It Isn’t Reasonable to Sell This Way

Charles S. Jacobs

A story about a little boy and his pet penguin never mentions a product, let alone features and benefits, and increases sales 11% for UK retailer John Lewis. The sales manager for a marquis technology company vehemently asserts that it can’t be and I’ve made the whole thing up.

But Nike sells shoes “that make the man,” DeBeers sells diamonds that it promises will turn frogs into princes, and a Porsche dealership offers sports cars that will enhance virility for the insecure. 

It doesn’t seem reasonable, but the most renowned companies in the world are betting lots of advertising dollars that this approach works better than any other, precisely because it isn’t reasonable. Despite Hamlet’s assertion “What a piece of work is a man! how noble in reason,” there is nothing reasonable about how we make our decisions. 

Ironically, it’s reason, in its most objective form as science, that proves it.

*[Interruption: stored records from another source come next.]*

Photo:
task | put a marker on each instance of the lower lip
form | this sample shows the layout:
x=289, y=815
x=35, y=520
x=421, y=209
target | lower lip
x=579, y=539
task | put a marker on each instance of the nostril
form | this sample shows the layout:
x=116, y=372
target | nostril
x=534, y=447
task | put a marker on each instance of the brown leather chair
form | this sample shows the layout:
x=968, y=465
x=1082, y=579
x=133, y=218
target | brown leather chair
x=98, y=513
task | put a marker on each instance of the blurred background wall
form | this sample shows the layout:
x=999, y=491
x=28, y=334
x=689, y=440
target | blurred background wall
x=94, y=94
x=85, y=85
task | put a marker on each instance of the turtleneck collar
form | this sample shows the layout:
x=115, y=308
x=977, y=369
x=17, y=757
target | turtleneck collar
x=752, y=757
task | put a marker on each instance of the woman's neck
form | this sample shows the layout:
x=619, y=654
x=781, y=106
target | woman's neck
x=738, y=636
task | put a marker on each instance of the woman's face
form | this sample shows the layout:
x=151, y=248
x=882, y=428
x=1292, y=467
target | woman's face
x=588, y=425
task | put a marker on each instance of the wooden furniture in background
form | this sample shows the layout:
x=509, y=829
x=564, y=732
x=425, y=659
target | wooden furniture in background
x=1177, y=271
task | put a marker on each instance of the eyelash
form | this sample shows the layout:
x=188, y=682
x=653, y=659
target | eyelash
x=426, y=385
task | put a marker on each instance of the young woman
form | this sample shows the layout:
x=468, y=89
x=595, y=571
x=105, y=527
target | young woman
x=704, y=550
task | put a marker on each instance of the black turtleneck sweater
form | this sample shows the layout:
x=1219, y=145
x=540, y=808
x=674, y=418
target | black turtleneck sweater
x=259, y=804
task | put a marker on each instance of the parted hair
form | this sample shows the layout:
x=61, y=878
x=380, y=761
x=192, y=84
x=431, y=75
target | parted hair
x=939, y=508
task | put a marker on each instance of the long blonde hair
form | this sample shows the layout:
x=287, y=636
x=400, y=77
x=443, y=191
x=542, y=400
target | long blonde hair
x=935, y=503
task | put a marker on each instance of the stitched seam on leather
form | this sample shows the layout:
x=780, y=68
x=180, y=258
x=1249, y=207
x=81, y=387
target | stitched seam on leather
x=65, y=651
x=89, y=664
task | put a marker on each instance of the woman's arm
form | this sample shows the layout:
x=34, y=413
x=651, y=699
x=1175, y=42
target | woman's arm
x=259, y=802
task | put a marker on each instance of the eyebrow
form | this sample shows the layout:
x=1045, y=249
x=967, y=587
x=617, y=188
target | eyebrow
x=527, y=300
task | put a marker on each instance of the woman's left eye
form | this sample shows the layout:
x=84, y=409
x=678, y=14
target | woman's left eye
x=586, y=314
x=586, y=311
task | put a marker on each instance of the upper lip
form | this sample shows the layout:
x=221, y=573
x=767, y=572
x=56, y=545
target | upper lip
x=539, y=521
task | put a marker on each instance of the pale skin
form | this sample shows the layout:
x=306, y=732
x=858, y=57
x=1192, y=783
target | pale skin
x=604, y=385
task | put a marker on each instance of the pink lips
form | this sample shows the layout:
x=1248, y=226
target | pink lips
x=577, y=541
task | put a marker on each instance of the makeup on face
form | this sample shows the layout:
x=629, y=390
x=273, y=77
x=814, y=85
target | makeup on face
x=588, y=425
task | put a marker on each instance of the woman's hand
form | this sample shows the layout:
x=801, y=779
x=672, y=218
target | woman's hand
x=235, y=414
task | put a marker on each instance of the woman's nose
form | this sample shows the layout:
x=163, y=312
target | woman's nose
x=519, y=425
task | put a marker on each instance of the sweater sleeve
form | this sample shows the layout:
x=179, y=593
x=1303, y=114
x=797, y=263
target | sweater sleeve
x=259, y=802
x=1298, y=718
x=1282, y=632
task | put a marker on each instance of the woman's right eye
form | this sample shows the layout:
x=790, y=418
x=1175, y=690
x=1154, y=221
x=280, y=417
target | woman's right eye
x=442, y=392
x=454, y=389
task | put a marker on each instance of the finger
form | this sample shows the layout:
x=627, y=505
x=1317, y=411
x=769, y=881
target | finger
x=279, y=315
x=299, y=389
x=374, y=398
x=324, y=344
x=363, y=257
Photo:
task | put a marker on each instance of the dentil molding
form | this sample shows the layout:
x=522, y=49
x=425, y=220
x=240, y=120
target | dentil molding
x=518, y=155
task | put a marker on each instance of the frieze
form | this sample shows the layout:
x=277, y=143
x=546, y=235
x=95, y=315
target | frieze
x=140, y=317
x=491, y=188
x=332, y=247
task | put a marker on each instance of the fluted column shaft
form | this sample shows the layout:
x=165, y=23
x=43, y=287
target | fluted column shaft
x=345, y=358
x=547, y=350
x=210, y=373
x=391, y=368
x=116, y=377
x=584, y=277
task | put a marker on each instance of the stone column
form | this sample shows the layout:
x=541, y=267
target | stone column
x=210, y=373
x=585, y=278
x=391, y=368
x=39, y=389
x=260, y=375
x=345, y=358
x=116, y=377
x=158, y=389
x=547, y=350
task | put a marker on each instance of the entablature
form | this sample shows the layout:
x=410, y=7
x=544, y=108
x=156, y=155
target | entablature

Using an fMRI to watch the brain at work, neuroscientist Antonio Damasio demonstrated three decades ago that our decisions, even about finances, are made emotionally. Our reason is no more than an after-the-fact justification for a decision already made. 

There’s more at stake here than just sales professionals making their quota. Damasio’s work calls into question our long held beliefs about what it means to be human and since the Age of Enlightenment, how best to live in this world. For those of us technically trained, our very identity is at risk. 

When it comes to selling technology, we just pile on specs on speeds and feeds, believing it will make the case for any reasonable person. But even our technically-oriented customers aren’t swayed. Tversky and Kahneman showed that trained statisticians ignored the laws of probability when making a decision about probability. Instead, they opted for a story.

“What we think is reason,” Tversky wrote, “is just a story we spin.” Another neuroscientist, Michael Gazzanica, found that when our story doesn’t match physical reality, we change the reality, not the story. The story is primary because that’s the way we make sense of the world (and have for the last 70,000 years, long before reason and logic were invented.)

Reasonable or not, I’d like to believe Nike shoes will make me a man and DeBeers diamonds a prince. That aspiration, I found when I sold shoes as a teenager, trumps minor details like fit and quality.

For those predisposed to reason, the challenge is to use our reason (in the form of neuroscience) to get beyond reason and to realize the product per se is less important than what possession of the product will do for us. With the right story, the technology will go beyond meeting my business needs to enabling me to realize my personal aspiration.

Why buy technology when I can buy my dream?